According to the Australian Statistical Geography Standard which came into effect from July 2011 onwards, the Australian Bureau of Statistics (ABS) has divided NSW into 28 Statistical Areas Level 4. Fifteen of these areas fall within Sydney and the Central Coast, and these will be the subject of a separate paper. This paper is concerned with the remaining 13 areas that fall outside Sydney, namely:
- Capital Region
- Central West
- Coffs Harbour - Grafton
- Far West and Orana
- Hunter Valley (excluding Newcastle)
- Mid North Coast
- New England and North West
- Newcastle and Lake Macquarie
- Richmond - Tweed
- Southern Highlands and Shoalhaven
Based on Census data as compiled by the Australian Bureau of Statistics, a profile is provided in this paper for each of the above areas. In each case, the first section is comprised of a profile based on the results from the 2011 Census and so reveals the current situation, whilst the second time series section compares results from the 2001, 2006 and 2011 Census data and is useful for gaining an understanding of some of the changes experienced in an area over the last decade. Some of these trends are particular to the specific area. However, there are some common changes that have occurred over the last decade in the majority of the regions, including:
- The proportion of people aged 65 and over has increased.
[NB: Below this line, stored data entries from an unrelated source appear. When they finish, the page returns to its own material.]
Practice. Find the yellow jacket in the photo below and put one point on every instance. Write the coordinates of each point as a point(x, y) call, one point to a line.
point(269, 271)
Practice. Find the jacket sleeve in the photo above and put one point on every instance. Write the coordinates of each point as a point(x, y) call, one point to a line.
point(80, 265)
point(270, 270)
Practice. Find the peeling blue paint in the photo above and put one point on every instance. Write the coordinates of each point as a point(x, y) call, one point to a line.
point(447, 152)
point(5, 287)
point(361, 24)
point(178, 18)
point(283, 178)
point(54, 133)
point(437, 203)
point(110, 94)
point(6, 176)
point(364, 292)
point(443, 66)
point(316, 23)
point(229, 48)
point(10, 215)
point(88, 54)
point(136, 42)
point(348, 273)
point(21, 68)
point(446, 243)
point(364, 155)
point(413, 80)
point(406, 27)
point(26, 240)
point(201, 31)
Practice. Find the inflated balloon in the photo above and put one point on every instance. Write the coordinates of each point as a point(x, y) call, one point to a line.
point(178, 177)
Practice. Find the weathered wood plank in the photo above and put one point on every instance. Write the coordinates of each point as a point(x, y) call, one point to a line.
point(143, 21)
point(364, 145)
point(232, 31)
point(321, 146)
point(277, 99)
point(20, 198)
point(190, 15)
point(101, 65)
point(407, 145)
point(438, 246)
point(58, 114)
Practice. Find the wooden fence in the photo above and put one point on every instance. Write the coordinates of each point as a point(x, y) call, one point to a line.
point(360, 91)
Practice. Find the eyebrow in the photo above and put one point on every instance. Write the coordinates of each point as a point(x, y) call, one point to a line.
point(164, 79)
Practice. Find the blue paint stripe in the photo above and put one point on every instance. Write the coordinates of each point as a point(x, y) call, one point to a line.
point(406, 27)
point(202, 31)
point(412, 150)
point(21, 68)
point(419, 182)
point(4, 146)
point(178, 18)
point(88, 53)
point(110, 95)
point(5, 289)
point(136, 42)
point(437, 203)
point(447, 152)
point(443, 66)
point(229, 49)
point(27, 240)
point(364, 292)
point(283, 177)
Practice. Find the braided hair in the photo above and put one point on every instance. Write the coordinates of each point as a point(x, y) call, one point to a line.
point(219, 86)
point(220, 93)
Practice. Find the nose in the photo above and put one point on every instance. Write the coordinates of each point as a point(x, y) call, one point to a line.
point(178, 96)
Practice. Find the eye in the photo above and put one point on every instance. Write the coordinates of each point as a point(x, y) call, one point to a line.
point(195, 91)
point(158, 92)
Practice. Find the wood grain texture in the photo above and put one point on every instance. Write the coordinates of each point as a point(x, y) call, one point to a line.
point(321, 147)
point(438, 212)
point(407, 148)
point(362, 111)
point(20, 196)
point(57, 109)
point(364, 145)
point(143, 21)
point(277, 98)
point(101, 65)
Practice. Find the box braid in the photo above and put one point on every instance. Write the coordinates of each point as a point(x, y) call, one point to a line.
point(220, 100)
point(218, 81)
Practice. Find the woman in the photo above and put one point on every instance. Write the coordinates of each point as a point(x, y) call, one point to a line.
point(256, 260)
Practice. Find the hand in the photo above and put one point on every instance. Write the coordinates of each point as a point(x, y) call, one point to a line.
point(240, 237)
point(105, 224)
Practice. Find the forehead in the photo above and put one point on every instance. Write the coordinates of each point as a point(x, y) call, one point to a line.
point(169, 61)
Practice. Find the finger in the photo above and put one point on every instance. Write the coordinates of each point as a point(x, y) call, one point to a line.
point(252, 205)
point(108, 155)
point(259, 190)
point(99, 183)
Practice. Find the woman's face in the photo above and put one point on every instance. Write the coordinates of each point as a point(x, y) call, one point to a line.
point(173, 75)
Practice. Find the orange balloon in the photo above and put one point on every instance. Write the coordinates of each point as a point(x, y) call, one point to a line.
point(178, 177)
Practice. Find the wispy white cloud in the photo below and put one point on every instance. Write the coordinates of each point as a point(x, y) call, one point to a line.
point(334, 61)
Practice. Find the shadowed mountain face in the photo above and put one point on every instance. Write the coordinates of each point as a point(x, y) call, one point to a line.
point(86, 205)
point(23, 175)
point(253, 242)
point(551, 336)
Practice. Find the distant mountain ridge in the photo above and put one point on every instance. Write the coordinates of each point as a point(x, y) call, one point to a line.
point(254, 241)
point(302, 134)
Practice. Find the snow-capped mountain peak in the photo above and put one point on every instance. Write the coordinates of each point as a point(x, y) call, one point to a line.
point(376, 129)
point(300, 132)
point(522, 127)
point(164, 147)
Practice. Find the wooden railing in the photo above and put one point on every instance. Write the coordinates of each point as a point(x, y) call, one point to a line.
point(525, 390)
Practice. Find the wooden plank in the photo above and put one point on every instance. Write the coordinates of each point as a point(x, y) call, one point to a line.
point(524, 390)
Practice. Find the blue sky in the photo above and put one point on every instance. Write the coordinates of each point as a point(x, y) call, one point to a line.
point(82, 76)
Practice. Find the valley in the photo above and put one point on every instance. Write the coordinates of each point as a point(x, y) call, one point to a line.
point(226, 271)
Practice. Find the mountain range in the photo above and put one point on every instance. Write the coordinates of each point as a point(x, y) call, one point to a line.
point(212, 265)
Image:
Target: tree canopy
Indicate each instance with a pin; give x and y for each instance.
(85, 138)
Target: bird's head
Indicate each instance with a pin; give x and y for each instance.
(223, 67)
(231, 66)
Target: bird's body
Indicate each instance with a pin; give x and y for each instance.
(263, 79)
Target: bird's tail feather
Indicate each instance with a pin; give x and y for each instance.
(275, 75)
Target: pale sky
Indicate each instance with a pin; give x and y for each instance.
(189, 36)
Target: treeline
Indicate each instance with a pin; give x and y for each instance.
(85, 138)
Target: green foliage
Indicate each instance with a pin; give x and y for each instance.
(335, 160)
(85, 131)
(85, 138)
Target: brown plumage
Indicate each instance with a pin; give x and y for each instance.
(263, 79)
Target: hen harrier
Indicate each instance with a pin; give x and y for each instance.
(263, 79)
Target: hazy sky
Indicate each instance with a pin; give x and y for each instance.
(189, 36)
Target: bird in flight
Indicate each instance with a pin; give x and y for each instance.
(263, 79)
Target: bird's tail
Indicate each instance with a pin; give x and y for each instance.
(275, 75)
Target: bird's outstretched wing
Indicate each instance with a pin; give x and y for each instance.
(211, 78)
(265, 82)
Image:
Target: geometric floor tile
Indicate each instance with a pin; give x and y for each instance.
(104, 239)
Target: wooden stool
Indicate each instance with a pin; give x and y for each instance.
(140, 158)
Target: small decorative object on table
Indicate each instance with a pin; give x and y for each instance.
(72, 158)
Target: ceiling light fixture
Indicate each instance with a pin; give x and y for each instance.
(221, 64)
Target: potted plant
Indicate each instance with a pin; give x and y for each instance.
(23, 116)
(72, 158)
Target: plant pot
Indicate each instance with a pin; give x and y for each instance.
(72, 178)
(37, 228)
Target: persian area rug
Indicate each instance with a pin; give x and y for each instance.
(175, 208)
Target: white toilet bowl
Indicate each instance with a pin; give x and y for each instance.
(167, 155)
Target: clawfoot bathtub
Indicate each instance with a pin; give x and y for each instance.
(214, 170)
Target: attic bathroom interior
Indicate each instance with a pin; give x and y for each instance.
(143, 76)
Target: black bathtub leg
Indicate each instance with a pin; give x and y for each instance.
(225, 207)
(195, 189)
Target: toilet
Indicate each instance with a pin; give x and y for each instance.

Usually there has been a corresponding decrease in those aged 15 years and under.
- The percentage of the population in each area identifying as being Aboriginal and/or Torres Strait Islander tends to be greater in 2011 than in 2001.
- The proportion of people with trade and tertiary qualifications has grown.
- Unemployment is down. The share of the labour force working part - time is up.
- The number of people identifying as being of Christian religion has fallen whilst the number of people stating they are of no religion has increased.
- The proportion of dwellings that are fully owned has decreased. At the same time, the percentage of dwellings that are owned with a mortgage has risen.
- Private school attendance has grown.
- There was a change in the dominant industries of employment for a number of areas, notably a fall in the prominence of industries such as manufacturing and agriculture, forestry and fishing, whilst for many areas health care and social assistance employed ever greater numbers . For example, Agriculture, Forestry and Fishing was the top industry of employment for the Central West in 2001 (14.1%) but by 2011 it had fallen to third place (9.8%). In the same area, manufacturing also fell from being the second main employer (11.3%) to the fifth largest industry of employment in 2011 (8.3%). At the same time, Health Care and Social Assistance rose from being the fourth largest industry of employment in 2001 (9.3% of employees) to the top industry in 2011 (11.8%).